I am considering adopting but first must understand the workflow. I worked with CVS, Subversion, and other tools for embedded systems so I understand the fundamentals. But I am not confident with all the steps required just to include a module in the BSD userland.


----------



## Jose (Apr 21, 2021)

bobmc said:


> I am considering adopting but first must understand the workflow. I worked with CVS, Subversion, and other tools for embedded systems so I understand the fundamentals. But I am not confident with all the steps required just to include a module in the BSD userland.


Probably just a terminology misunderstanding, but the ports collection is not necessarily part of the Freebsd userland. It can be, but doesn't have to be. There's a complete functional userland in base.


----------



## bobmc (Apr 21, 2021)

I fixed the Makefile maintainer email and added line 2 $FreeBSD$. There needs to be a trivial patch for that.

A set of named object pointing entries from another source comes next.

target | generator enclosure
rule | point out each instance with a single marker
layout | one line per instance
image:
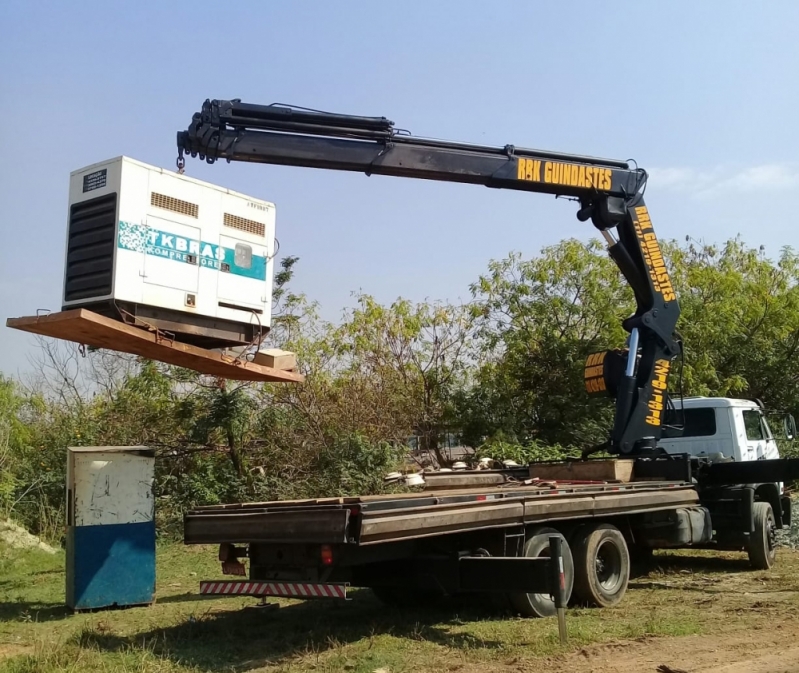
(159, 249)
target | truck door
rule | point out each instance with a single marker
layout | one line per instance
(758, 435)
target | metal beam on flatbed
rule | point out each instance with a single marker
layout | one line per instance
(387, 518)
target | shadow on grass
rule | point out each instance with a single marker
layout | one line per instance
(709, 565)
(33, 611)
(251, 638)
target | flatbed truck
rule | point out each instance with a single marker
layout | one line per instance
(487, 531)
(467, 531)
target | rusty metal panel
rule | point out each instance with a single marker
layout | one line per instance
(605, 504)
(435, 519)
(301, 527)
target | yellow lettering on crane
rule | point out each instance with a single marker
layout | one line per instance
(653, 256)
(566, 174)
(656, 403)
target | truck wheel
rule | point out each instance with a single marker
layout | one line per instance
(601, 565)
(762, 546)
(537, 546)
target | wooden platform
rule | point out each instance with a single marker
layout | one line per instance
(92, 329)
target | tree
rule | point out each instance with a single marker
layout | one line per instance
(539, 319)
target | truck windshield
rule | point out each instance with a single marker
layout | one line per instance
(753, 425)
(698, 422)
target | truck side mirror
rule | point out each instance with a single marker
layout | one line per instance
(789, 425)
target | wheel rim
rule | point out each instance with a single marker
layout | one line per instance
(607, 565)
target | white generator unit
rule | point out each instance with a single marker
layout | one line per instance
(153, 247)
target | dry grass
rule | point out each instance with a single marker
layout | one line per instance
(688, 593)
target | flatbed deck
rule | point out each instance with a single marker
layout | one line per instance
(92, 329)
(369, 520)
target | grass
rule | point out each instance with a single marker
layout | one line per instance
(687, 593)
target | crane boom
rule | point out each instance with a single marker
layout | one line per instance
(610, 194)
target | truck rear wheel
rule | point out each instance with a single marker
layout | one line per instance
(762, 545)
(601, 565)
(537, 546)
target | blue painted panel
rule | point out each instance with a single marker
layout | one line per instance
(110, 565)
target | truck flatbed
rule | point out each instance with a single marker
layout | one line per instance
(369, 520)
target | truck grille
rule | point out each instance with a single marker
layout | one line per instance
(90, 248)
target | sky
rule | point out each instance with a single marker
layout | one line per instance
(704, 96)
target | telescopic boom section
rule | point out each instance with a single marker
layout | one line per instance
(610, 194)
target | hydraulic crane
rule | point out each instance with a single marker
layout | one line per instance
(610, 195)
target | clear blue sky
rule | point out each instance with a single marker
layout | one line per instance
(703, 95)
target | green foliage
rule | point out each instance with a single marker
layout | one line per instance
(539, 320)
(505, 372)
(500, 450)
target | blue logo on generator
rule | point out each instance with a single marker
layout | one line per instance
(239, 261)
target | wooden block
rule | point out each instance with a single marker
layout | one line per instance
(588, 470)
(277, 359)
(91, 329)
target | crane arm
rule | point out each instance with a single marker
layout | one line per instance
(610, 194)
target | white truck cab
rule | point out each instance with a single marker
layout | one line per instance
(736, 429)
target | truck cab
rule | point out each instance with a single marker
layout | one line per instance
(721, 428)
(727, 429)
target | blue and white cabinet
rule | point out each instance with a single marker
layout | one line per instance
(110, 527)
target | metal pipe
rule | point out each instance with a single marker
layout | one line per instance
(609, 238)
(633, 352)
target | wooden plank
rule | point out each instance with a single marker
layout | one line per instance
(620, 469)
(91, 329)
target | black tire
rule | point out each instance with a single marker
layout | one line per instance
(762, 546)
(601, 565)
(537, 546)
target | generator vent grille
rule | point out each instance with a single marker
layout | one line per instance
(243, 224)
(90, 248)
(173, 204)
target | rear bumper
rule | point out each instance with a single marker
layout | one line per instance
(301, 590)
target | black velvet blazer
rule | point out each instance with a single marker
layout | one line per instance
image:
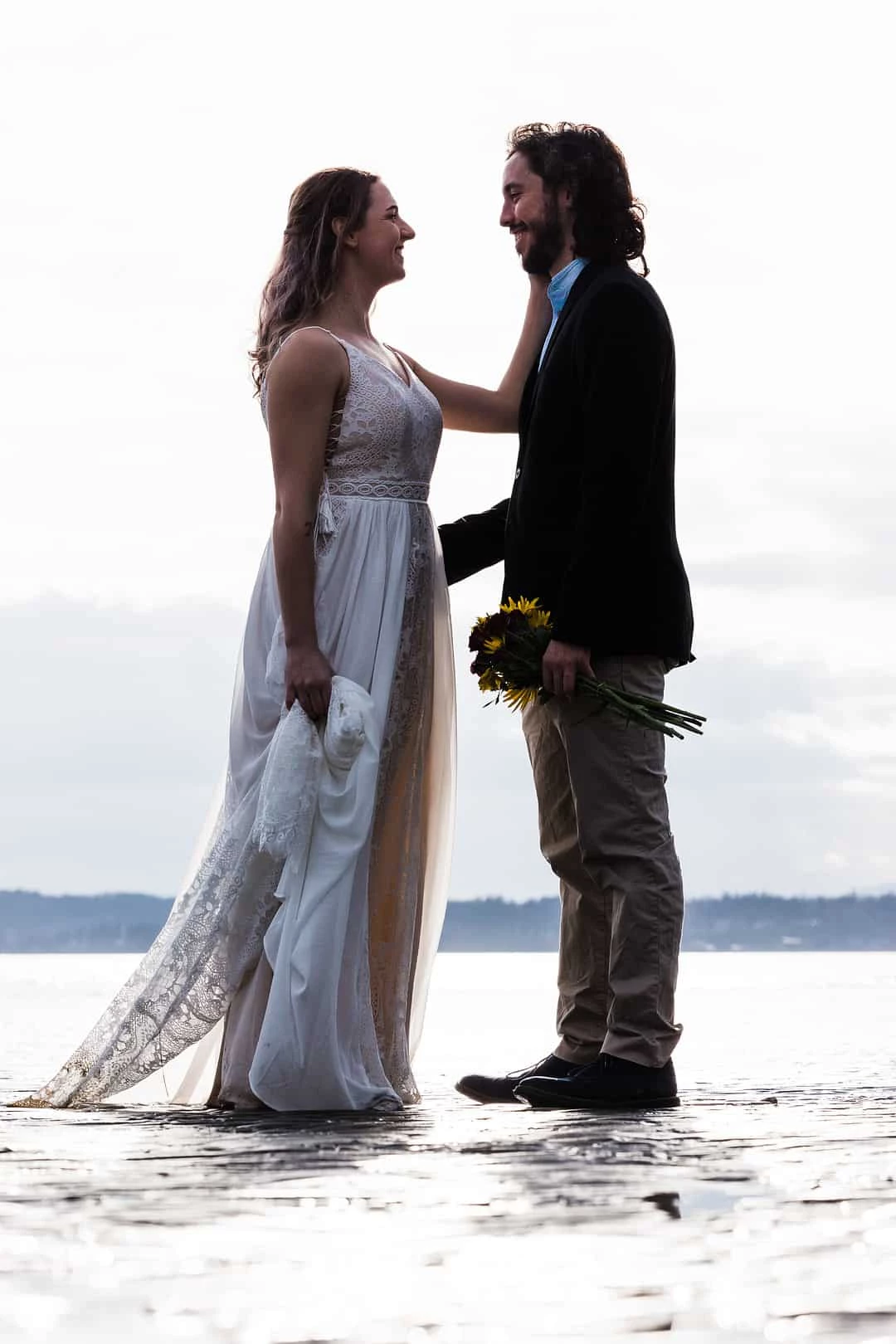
(590, 526)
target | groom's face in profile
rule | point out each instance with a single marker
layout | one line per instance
(533, 216)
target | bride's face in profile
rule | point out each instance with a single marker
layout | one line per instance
(379, 244)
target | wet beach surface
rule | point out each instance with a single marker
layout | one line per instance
(755, 1211)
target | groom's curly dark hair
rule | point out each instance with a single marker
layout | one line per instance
(607, 219)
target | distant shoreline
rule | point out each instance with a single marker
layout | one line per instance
(127, 923)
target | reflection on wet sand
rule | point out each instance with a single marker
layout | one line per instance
(744, 1215)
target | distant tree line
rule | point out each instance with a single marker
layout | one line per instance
(128, 923)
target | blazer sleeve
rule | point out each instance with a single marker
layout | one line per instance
(475, 542)
(625, 358)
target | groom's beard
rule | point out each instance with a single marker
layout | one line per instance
(546, 244)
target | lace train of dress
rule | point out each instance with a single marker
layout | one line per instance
(297, 971)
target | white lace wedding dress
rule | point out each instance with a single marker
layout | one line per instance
(299, 979)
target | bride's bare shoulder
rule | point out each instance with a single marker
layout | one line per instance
(308, 357)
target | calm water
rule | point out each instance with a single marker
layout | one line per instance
(765, 1209)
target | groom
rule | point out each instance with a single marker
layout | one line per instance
(590, 530)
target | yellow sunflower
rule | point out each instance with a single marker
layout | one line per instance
(529, 608)
(522, 695)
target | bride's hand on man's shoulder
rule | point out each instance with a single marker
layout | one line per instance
(308, 680)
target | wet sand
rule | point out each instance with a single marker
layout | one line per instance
(743, 1215)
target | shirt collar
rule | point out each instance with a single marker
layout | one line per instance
(563, 283)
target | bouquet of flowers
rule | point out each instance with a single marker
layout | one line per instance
(509, 647)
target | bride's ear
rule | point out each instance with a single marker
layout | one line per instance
(338, 229)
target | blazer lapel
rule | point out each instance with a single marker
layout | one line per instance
(590, 275)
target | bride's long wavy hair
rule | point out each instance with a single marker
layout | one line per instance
(304, 275)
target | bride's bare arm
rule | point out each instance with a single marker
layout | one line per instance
(494, 411)
(303, 383)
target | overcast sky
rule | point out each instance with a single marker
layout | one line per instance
(148, 158)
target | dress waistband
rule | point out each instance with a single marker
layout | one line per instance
(416, 492)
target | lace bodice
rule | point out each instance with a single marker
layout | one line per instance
(386, 437)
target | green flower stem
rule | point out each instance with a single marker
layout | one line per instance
(650, 714)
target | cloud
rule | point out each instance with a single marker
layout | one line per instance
(114, 734)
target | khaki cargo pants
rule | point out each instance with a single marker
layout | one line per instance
(605, 830)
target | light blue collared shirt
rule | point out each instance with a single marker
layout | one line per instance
(559, 292)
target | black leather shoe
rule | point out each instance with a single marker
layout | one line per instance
(610, 1083)
(480, 1088)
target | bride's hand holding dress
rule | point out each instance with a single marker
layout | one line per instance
(303, 386)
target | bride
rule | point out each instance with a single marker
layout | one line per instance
(292, 972)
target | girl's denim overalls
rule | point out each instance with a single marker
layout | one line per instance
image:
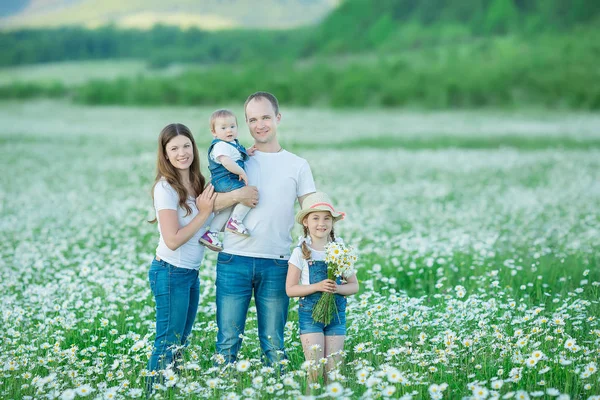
(317, 272)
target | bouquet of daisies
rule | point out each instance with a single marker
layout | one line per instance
(340, 261)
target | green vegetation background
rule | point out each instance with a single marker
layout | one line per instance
(434, 54)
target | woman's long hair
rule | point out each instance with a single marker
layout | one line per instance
(164, 168)
(306, 254)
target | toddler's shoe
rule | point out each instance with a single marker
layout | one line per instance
(236, 227)
(211, 240)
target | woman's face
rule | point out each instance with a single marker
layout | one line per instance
(180, 152)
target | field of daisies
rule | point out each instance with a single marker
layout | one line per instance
(478, 233)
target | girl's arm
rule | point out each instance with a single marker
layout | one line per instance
(350, 287)
(175, 235)
(294, 289)
(232, 167)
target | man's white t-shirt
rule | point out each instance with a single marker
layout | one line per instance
(280, 178)
(224, 149)
(189, 255)
(298, 261)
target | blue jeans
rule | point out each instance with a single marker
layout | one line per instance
(237, 278)
(176, 293)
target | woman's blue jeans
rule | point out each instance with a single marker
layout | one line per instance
(238, 277)
(176, 293)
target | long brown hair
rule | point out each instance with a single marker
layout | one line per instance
(164, 168)
(306, 254)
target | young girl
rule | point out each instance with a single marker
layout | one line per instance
(182, 208)
(307, 279)
(226, 158)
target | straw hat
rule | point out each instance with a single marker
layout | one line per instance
(318, 201)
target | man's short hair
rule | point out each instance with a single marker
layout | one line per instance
(263, 95)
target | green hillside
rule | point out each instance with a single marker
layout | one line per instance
(437, 54)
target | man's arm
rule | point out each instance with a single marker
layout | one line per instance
(301, 198)
(248, 196)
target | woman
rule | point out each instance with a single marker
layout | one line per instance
(183, 207)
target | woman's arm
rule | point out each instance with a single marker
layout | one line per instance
(175, 235)
(348, 288)
(294, 289)
(248, 196)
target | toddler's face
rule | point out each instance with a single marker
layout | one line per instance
(225, 129)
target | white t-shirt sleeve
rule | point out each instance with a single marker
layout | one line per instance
(306, 183)
(296, 258)
(224, 149)
(165, 197)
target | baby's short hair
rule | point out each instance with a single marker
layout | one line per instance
(221, 113)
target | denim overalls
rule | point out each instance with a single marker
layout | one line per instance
(317, 272)
(223, 180)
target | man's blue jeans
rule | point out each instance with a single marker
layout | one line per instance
(176, 293)
(237, 278)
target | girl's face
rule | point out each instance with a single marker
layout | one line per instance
(225, 128)
(319, 224)
(180, 152)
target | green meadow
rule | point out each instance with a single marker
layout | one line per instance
(478, 235)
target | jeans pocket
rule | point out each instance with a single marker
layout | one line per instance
(159, 281)
(225, 258)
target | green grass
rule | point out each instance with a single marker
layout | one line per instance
(483, 246)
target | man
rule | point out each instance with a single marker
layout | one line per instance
(258, 263)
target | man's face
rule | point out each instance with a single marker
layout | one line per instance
(261, 120)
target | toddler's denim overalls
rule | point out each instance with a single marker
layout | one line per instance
(221, 178)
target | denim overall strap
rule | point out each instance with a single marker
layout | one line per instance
(217, 170)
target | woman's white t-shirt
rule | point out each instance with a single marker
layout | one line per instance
(189, 255)
(298, 261)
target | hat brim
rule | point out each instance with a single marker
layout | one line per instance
(337, 215)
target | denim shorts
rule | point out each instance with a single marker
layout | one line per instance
(337, 326)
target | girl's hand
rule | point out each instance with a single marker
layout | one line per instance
(206, 201)
(326, 285)
(244, 177)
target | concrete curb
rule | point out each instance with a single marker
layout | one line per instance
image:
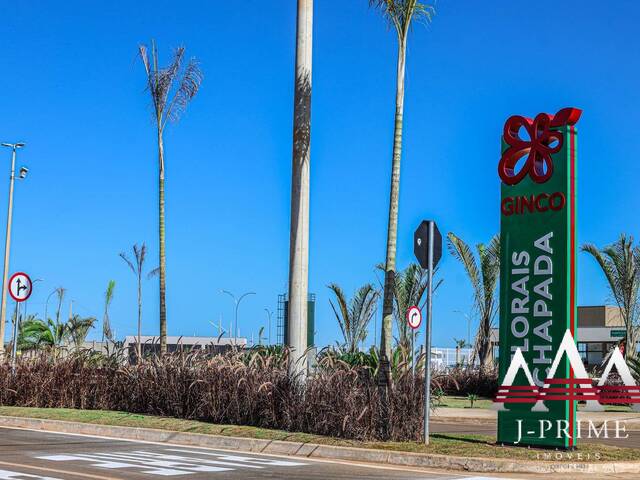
(308, 450)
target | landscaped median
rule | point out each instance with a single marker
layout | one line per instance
(453, 451)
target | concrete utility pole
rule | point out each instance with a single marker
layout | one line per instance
(7, 245)
(299, 237)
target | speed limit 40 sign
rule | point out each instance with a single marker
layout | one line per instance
(20, 286)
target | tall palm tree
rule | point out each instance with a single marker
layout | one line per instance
(620, 263)
(106, 324)
(78, 328)
(400, 14)
(35, 333)
(171, 89)
(354, 315)
(483, 274)
(137, 266)
(299, 228)
(60, 291)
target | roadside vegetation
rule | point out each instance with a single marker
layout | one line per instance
(450, 444)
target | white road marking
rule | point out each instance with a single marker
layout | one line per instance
(9, 475)
(167, 464)
(483, 478)
(373, 466)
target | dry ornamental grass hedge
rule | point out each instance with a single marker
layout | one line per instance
(237, 388)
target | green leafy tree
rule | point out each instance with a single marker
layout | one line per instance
(136, 264)
(171, 89)
(400, 14)
(35, 333)
(354, 315)
(620, 263)
(484, 274)
(410, 286)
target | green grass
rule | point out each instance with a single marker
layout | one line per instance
(441, 444)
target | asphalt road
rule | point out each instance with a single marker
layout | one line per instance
(36, 455)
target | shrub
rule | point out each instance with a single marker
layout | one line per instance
(236, 388)
(470, 380)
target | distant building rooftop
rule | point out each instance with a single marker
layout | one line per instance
(186, 341)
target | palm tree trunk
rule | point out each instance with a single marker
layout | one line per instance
(299, 233)
(161, 234)
(392, 229)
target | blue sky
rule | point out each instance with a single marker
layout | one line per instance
(73, 89)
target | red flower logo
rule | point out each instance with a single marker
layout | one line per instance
(542, 144)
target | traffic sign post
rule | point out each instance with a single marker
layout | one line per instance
(414, 320)
(20, 287)
(427, 247)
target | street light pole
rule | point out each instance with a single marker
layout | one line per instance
(269, 313)
(237, 302)
(7, 245)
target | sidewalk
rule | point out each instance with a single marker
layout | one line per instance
(482, 416)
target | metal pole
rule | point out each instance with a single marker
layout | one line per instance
(15, 339)
(7, 249)
(427, 363)
(269, 313)
(413, 353)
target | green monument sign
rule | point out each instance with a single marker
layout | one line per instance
(538, 277)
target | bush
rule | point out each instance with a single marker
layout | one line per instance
(470, 380)
(236, 388)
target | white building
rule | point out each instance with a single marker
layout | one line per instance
(600, 328)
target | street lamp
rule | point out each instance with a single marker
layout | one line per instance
(237, 302)
(269, 313)
(7, 246)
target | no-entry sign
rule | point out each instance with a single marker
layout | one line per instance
(414, 317)
(20, 286)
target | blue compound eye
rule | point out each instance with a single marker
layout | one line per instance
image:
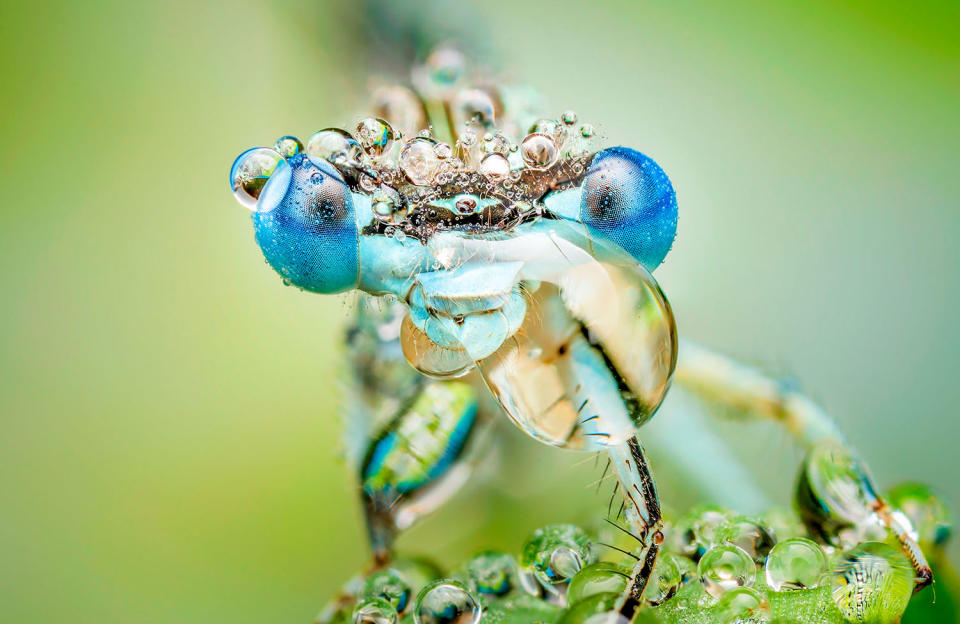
(628, 200)
(305, 225)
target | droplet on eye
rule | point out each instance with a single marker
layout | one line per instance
(332, 145)
(539, 151)
(375, 136)
(796, 563)
(872, 583)
(419, 161)
(250, 173)
(446, 602)
(288, 146)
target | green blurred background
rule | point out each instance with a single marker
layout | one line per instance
(169, 448)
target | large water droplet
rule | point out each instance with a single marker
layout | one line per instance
(375, 136)
(446, 602)
(725, 567)
(749, 535)
(872, 583)
(250, 172)
(375, 611)
(419, 161)
(795, 563)
(926, 511)
(492, 573)
(557, 552)
(597, 578)
(539, 151)
(834, 491)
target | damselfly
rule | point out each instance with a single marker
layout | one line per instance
(512, 258)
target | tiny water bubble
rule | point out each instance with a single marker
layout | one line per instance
(725, 567)
(375, 611)
(795, 563)
(743, 604)
(539, 151)
(419, 161)
(557, 552)
(389, 586)
(492, 573)
(446, 602)
(375, 136)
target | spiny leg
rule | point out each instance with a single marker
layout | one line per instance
(644, 516)
(733, 385)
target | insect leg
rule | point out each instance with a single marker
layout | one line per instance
(745, 389)
(643, 512)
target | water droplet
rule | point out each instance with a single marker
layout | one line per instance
(550, 127)
(754, 538)
(288, 146)
(332, 144)
(418, 161)
(597, 578)
(446, 602)
(834, 491)
(495, 168)
(250, 172)
(375, 136)
(539, 151)
(872, 583)
(496, 144)
(473, 106)
(725, 567)
(375, 611)
(795, 563)
(390, 586)
(556, 552)
(664, 580)
(492, 573)
(743, 604)
(927, 513)
(443, 150)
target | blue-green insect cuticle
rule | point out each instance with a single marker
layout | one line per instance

The port linting needs to start like this: `portlint -A $cwd` and/or `port test $cwd`


----------



## zirias@ (Apr 21, 2021)

bobmc said:


> added line 2 $FreeBSD$


Please remove that again. It's a very recent change, so portlint wasn't updated yet. But there were already a few "hunts" for these lines re-appearing – with the change to GIT, they are pointless and shouldn't be there any more.


----------



## bobmc (Apr 21, 2021)

It's all throw-away since I am just learning how to do it.


----------



## zirias@ (Apr 21, 2021)

bobmc said:


> It's all throw-away since I am just learning how to do it.


Yep, kind of bad timing, cause normally, `portlint` is a valuable tool when learning. Over time, you will know when it is fine to ignore a warning from `portlint` (I have that situation with one of my ports, which is pretty complicated and "non-standard"). And normally, a "fatal" can never be ignored, except for right now  But looking at the commit quoted by diizzy, this is already addressed.


----------



## SirDice (Apr 28, 2021)

Zirias said:


> Over time, you will know when it is fine to ignore a warning from `portlint`


Yep. It warns me I should add an NLS option to my port. But the whole thing fails to build if you try to build it without NLS enabled. So it's not optional. Still portlint keeps warning me about it. 

If you're worried about a certain warning portlint is giving you you can always ask on the freebsd-ports@ mailing list.


----------



## diizzy (Apr 28, 2021)

Please notifiy upstream if building without NLS breaks your port


----------